Artists Management
Born to French parents, after an introduction to art in his native country from the Brothers Ludec, Maxime Camille Louis Maufra studied the basics of business commerce across the Channel and up the coast of Britain in Liverpool. He also imbued himself of that storied port's tradition of marine art. While his career influences would take him in greatly diverse directions from those technical ship portraitists, the ocean he experienced in his journey would never leave the artist.

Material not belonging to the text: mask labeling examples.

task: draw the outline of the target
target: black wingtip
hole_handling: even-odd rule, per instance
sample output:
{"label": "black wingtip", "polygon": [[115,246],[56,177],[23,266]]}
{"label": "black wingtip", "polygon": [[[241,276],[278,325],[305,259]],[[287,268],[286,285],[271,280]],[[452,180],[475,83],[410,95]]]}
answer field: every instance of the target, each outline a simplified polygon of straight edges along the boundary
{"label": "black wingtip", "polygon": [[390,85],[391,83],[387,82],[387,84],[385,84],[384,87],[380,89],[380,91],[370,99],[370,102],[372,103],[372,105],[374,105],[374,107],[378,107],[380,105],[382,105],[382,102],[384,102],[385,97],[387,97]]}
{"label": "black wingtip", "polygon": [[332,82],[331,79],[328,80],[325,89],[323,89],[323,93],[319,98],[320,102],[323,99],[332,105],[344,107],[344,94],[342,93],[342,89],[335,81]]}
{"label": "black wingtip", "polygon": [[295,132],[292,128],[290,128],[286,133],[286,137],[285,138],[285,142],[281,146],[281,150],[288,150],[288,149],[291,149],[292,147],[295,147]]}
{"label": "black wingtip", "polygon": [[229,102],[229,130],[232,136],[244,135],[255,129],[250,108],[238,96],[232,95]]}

Colorful landscapes and marine settings dominate Maufra's chosen subjects. In admiration of Pissarro and Sisley, he flashes a pointillist style within his paintings, but with a strict brushwork of tight flows and heavy palettes. It is more than just technique that makes his works: his ability to radiate emotion and mood with subtle influence of Nature is superb. He is capable of being powerful and aggressive on canvas, especially his use of vibrant colors, while building upon his Impressionist and Pointillist influences to be intuitive and manipulate his sources of light on canvas in expert fashion.
Maufra came to the Pont Aven in 1890, and among the hundreds of artists he associated directly with Paul Gauguin. He also established professional friendships with two others: Henry Moret and Gustave Loiseau. The three artist would come to signify the evolution of Plein-Air French Impressionism with their common love of the sea and region and their unique sensibilities of the beauty and power of the natural setting on the Brittany Coast.
Maufra first exhibited in the Paris Salon in 1886, and held a one-man exhibit in 1894 at Le Barc de Toutteville, Paris. He was represented by Paul Durand-Ruel, and today is in more than a dozen of the world's museum collections.